REPUBLIKA.CO.ID, JAKARTA –- Presiden Joko Widodo (Jokowi) melantik 12 wakil menteri pada Jumat (25/10). Jumlah wakil menteri (wamen) yang empat kali lebih besar dari periode sebelumnya itu diharapkan dapat membantu kinerja dan menekankan efektivitas.
Namun, Kepala Pusat Penelitian Politik Lembaga Ilmu Pengetahuan Indonesia (LIPI) Firman Noor menilai, menggemuknya jumlah wakil menteri itu tak selalu berbanding lurus dengan hasil kinerja. “Masih perlu diuji sekali, apalagi kebanyakan mereka tidak punya jam terbang menjadi wamen,” kata dia , Jumat (25/10).

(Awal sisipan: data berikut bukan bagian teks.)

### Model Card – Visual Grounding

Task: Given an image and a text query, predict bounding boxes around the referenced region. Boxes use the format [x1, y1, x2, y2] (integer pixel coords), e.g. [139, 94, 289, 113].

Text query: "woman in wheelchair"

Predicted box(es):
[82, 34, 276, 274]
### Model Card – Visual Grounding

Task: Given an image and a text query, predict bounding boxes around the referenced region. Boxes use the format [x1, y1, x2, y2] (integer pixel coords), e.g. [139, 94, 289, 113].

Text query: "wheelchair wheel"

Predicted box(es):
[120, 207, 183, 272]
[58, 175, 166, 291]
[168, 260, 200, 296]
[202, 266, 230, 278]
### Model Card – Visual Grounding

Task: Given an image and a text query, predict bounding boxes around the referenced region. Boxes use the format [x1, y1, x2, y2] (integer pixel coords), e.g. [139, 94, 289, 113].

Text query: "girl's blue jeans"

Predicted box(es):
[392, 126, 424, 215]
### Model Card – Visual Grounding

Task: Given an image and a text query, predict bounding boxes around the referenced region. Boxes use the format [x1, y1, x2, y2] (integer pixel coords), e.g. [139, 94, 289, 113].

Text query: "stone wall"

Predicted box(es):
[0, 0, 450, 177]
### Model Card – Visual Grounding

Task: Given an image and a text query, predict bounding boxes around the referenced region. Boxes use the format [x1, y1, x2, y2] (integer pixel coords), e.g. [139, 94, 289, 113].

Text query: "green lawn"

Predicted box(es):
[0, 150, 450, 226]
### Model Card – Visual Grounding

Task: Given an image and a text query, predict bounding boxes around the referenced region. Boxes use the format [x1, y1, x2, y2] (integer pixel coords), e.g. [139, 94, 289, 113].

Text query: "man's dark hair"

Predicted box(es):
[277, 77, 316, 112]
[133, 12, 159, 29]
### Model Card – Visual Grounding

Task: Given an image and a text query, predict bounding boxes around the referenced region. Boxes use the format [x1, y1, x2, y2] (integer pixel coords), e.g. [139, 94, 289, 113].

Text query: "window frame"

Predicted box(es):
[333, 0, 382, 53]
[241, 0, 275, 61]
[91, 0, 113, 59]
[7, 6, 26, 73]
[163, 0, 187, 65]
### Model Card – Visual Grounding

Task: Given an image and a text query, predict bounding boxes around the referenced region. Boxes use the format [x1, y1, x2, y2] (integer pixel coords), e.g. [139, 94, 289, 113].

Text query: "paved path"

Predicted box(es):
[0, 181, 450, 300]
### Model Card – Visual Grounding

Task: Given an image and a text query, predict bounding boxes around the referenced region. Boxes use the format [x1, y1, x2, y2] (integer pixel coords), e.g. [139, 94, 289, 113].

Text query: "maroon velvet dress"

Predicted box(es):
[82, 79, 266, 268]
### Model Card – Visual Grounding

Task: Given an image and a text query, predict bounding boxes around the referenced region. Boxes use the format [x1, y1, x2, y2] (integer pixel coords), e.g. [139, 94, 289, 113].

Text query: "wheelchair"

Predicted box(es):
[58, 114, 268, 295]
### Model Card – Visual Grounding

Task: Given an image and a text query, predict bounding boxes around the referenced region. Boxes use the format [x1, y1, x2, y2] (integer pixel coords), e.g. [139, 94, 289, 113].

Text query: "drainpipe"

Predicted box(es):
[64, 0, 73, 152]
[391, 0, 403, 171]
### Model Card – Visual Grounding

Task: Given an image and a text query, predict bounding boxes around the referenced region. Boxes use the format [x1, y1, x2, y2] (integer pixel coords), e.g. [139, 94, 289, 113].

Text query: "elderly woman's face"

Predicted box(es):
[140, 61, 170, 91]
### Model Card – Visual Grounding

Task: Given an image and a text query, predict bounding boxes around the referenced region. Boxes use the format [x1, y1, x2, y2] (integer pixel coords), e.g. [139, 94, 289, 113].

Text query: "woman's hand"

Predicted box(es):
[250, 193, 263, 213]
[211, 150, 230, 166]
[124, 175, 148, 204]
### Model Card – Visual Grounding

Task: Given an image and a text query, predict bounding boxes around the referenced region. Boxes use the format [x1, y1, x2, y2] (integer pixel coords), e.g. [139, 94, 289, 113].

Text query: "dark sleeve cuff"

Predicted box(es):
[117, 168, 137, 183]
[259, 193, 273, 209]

Firman menilai, sebagian nama yang masuk dalam daftar wakil menteri Jokowi sukses hanya dalam lingkungan dan lingkup pekerjaan terbatas. Sementara kementerian yang harus dibantu adalah kementerian besar dengan portofolio dan anggaran yang besar.

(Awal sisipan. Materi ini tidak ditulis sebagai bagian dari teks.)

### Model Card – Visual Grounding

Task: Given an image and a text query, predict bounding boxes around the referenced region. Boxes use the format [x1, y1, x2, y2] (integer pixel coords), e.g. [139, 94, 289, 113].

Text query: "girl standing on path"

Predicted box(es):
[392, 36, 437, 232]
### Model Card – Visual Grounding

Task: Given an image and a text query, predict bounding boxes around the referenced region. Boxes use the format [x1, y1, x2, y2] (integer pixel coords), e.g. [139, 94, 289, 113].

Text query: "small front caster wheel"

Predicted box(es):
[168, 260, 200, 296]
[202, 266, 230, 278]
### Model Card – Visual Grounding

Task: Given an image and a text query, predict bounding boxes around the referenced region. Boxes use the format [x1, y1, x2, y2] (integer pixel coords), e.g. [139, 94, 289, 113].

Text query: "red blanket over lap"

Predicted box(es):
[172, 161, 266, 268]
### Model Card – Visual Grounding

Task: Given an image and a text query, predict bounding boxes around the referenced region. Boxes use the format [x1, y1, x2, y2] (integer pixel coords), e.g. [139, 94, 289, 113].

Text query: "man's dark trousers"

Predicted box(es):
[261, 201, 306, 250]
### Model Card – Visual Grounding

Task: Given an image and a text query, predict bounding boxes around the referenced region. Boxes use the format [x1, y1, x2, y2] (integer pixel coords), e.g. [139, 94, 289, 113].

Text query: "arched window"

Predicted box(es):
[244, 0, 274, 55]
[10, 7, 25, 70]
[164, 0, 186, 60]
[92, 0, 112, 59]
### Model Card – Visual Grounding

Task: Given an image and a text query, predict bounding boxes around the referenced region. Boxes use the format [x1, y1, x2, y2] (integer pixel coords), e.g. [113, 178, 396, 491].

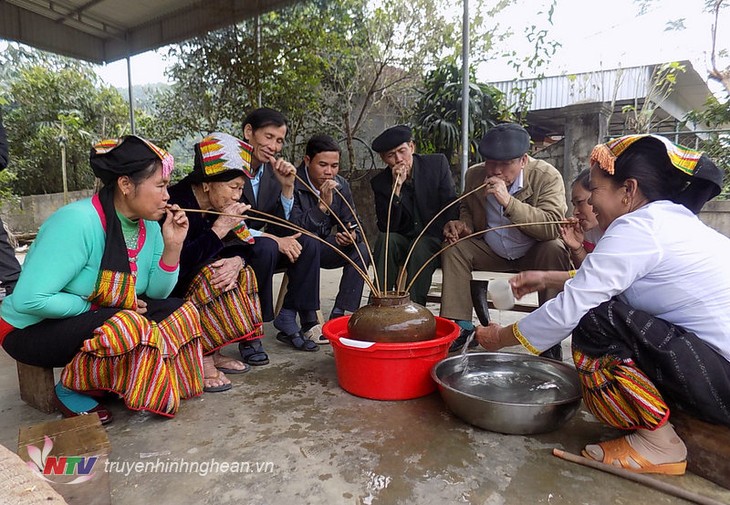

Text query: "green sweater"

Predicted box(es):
[0, 198, 179, 328]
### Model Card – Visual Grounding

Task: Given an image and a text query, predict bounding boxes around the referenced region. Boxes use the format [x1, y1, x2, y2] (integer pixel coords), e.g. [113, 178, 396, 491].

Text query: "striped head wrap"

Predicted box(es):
[590, 134, 723, 213]
[193, 132, 253, 182]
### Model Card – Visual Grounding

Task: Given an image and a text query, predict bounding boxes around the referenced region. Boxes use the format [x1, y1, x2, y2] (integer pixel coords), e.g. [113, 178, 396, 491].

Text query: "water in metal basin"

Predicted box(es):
[443, 363, 576, 404]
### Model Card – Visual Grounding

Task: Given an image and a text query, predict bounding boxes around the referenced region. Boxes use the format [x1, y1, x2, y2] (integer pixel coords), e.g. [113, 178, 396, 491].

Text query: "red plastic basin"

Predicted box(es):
[322, 316, 459, 400]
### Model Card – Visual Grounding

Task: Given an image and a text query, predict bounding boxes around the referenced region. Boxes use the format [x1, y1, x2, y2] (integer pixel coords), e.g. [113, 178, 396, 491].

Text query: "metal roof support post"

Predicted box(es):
[127, 56, 137, 135]
[460, 0, 469, 193]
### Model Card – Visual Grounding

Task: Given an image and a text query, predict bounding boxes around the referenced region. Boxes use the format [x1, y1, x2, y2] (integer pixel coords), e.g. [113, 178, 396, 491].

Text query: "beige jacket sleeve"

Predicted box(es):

“Ini perlu disayangkan. Mengapa pihak yang masih belajar itu menduduki posisi yang sangat strategis, di mana sebetulnya keperluan dari itu adalah untuk mengefektifkan kementerian itu,” ujar Firman Noor.
Firman mengatakan, tujuan dasar pengadaan wakil menteri ini sejatinya baik, yakni untuk memperkuat kabinet. Wakil menteri juga semestinya dapat membantu sejumlah kementerian yang memiliki tugas berat.
Namun, menurut Firman, penunjukan wakil menteri terkesan hanya mengakomodasi pendukungnya yang belum mendapat jatah. Sebanyak tujuh dari 12 wakil menteri yang dipilih merupakan politikus sekaligus pendukung Jokowi. Lima sisanya merupakan birokrat yang dinilai Firman memang sesuai dengan bidangnya.
“Jadi, yang saya khawatirkan, wamen ini yang tujuh itu hanya buang-buang uang saja nanti, tanpa satu pekerjaan yang clear dan tidak bisa menangani dengan baik,” ujar dia.